Urteil vom 17. November 2011 
I. öffentlich-rechtliche Abteilung 
 
Besetzung 
Bundesrichter Fonjallaz, Präsident, 
Bundesrichter Aemisegger, Eusebio, 
Gerichtsschreiberin Scherrer Reber. 
 
Verfahrensbeteiligte 
X.________, Beschwerdeführerin, vertreten durch Rechtsanwalt Cyrill Egli, 
 
gegen 
 
1. Ehepaar Y.________, 
2. Z.________, 
Beschwerdegegner, vertreten durch Rechtsanwalt 
André Britschgi, 
 
Baudirektion des Kantons Nidwalden, 
Buochserstrasse 1, 6371 Stans, 
Regierungsrat des Kantons Nidwalden, 
Rechtsdienst, Dorfplatz 2, Postfach, 6371 Stans. 
 
Gegenstand 
Bewilligungspflicht nach Strassengesetz, 
 
Beschwerde gegen das Urteil vom 14. Juni 2010 des Verwaltungsgerichts des Kantons Nidwalden, Verwaltungsabteilung. 
 
Sachverhalt: 
 
A. 
X.________ ist Eigentümerin des seeseitig an der Kantonsstrasse (Seestrasse) Beckenried liegenden Grundstücks Nr. 260, GB Beckenried, und Miteigentümerin der auf der gegenüberliegenden Strassenseite gelegenen Parzelle Nr. 1281, GB Beckenried. 
Die westlich an das Grundstück Nr. 260 grenzende Parzelle Nr. 259, GB Beckenried, gehört der Z.________ und wird als Badeplatz genutzt. Der strassenseitige Teil ist als rechtswinklig zur Kantonsstrasse liegender Parkplatz gekennzeichnet mit dem Vermerk "PRIVAT" am Boden. 
Westlich der Parzelle Nr. 1281 liegt das Grundstück Nr. 1352, GB Beckenried, welches die Eheleute Y.________ gehört. Die Erschliessung erfolgt über den zwischen der Seestrasse V.________ und W.________ liegenden Grundstücksabschnitt. 
 
B. 
Mit Schreiben vom 7. August 2008 teilte X.________ der Baudirektion des Kantons Nidwalden mit, sie habe eine baurechtliche Auseinandersetzung mit den Eheleuten Y.________. Thema sei die Benutzung der an der Seestrasse gelegenen Grundstücksteile als Parkplätze. Die Zu- und Wegfahrten zwischen der Seestrasse und den Parkplätzen benötigten eine Bewilligung. X.________ wollte wissen, ob eine solche vorliege. Falls nicht, sei die Nutzung per Verfügung zu unterbinden. 
 
C. 
Die Baudirektion antwortete X.________ am 3. September 2008, aus behördlicher Sicht bestehe keine Veranlassung zur Einleitung eines Bewilligungsverfahrens im Zusammenhang mit den beanstandeten Ein- und Ausfahrten. Daraufhin verlangte X.________ eine anfechtbare Verfügung. Entsprechend hielt die Baudirektion mit Entscheid vom 16. Oktober 2008 fest, die heutige Nutzung der Parzellen Nrn. 259 und 1352, GB Beckenried, unterliege nicht der Bewilligungspflicht gemäss Strassengesetz. 
 
D. 
Gegen diese Feststellungsverfügung gelangte X.________ an den Regierungsrat des Kantons Nidwalden. Dieser wies die Beschwerde am 18. August 2009 ab, soweit er darauf eintrat. 

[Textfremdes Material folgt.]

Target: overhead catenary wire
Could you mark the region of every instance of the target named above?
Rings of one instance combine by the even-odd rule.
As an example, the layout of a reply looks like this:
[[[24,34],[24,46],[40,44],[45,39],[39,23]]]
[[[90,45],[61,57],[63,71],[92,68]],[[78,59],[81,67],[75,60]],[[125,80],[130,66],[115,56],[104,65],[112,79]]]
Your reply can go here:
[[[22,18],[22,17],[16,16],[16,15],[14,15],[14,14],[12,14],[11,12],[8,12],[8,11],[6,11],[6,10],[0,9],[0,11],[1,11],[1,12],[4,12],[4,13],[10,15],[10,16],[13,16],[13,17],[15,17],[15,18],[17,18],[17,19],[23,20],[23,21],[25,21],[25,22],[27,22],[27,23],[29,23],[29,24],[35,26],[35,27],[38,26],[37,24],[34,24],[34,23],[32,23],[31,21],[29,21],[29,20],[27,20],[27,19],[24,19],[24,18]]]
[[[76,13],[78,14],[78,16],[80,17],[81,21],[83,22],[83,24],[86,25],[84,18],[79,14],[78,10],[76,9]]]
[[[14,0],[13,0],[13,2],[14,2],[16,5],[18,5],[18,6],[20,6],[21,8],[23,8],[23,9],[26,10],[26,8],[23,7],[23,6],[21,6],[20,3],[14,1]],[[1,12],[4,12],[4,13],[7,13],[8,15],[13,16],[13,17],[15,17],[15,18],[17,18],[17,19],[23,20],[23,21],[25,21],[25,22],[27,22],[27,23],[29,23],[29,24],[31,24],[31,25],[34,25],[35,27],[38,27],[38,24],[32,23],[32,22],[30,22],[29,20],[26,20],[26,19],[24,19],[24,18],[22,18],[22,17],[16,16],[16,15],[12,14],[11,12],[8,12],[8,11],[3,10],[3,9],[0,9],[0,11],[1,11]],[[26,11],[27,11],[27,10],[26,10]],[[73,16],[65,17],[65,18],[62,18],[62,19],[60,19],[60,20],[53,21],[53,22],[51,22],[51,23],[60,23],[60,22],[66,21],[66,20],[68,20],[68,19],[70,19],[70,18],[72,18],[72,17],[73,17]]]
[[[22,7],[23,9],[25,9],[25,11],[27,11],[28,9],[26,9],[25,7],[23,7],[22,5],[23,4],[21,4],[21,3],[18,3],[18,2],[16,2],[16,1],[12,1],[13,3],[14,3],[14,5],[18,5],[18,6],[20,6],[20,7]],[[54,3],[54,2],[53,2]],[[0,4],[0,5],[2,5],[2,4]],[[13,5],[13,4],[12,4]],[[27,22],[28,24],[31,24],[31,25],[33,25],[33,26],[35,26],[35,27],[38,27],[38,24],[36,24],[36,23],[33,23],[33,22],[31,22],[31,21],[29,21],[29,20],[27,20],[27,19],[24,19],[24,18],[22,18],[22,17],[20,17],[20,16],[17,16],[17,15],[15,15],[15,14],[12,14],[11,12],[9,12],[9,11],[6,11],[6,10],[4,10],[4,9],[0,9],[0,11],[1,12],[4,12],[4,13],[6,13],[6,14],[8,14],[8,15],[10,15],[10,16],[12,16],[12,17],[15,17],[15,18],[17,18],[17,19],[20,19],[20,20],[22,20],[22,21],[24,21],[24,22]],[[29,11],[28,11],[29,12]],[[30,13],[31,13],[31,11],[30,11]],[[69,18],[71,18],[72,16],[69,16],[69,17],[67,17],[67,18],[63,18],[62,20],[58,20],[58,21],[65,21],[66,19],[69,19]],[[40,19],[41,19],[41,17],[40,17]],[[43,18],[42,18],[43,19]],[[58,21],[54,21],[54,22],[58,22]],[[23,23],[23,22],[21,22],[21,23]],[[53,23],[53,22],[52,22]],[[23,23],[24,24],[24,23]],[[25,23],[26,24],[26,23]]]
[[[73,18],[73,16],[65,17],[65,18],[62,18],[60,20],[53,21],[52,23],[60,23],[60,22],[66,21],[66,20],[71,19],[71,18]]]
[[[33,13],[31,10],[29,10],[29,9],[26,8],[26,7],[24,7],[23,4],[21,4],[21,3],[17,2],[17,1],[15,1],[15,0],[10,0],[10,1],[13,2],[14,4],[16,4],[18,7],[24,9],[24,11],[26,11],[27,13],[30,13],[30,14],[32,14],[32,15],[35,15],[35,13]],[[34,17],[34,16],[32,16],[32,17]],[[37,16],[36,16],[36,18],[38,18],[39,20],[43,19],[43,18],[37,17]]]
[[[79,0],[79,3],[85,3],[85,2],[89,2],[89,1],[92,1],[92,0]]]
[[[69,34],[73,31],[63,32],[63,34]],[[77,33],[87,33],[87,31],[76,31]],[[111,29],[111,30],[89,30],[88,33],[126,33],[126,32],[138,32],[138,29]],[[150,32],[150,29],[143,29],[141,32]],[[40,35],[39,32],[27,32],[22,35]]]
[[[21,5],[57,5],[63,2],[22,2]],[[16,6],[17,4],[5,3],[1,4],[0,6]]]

Das hierauf angerufene Verwaltungsgericht schützte den angefochtenen Regierungsratsbeschluss mit Urteil vom 14. Juni 2010. 
 
E. 
Mit ihrer Beschwerde in öffentlich-rechtlichen Angelegenheiten vom 9. Juni 2011 beantragt X.________ dem Bundesgericht, das Urteil des Verwaltungsgerichts vom 14. Juni 2010 sei insofern aufzuheben, als ihre Beschwerdelegitimation betreffend Parzelle Nr. 259, BG Beckenried, verneint worden sei. Die Sache sei zur materiellen Beurteilung bezüglich dieser Parzelle an die Vorinstanz zurückzuweisen. Eventualiter sei das angefochtene Urteil betreffend Parzelle Nr. 259, GB Beckenried, aufzuheben und festzustellen, dass die heutige Nutzung der fraglichen Parzelle einer Bewilligung für die Zufahrt gemäss Art. 22 RPG und Art. 50 des kantonalen Gesetzes über den Bau und Unterhalt der Strassen (StrG/NW) bedürfe. 

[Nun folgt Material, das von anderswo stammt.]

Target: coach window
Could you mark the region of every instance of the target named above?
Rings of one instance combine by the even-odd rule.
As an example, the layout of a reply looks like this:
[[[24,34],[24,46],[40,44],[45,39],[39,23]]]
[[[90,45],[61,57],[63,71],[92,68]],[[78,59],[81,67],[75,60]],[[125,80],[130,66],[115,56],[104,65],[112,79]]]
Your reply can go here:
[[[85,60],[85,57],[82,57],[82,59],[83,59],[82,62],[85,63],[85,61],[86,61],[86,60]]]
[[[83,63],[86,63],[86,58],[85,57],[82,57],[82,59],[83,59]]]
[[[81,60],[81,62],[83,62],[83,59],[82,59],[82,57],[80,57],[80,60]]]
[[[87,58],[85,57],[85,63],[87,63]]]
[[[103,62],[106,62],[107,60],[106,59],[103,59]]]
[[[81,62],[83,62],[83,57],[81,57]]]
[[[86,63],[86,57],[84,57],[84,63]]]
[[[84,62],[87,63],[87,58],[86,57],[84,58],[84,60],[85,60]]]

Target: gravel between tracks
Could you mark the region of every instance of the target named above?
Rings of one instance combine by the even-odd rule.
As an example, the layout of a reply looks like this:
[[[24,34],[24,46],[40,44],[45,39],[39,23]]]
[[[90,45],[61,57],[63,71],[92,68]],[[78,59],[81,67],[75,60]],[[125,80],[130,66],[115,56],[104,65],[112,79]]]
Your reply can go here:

Die Eheleute Y.________ als Beschwerdegegner 1 sowie die Z.________ als Beschwerdegegnerin 2 schliessen auf Abweisung der Beschwerde, soweit darauf einzutreten sei. Die Beschwerdegegner 1 weisen zudem darauf hin, dass die Angelegenheit in Bezug auf ihre Parzelle nicht mehr strittig sei. Der Regierungsrat und das Verwaltungsgericht des Kantons Nidwalden verzichten unter Hinweis auf das angefochtene Urteil auf eine formelle Vernehmlassung. 
 
Erwägungen: 
 
1.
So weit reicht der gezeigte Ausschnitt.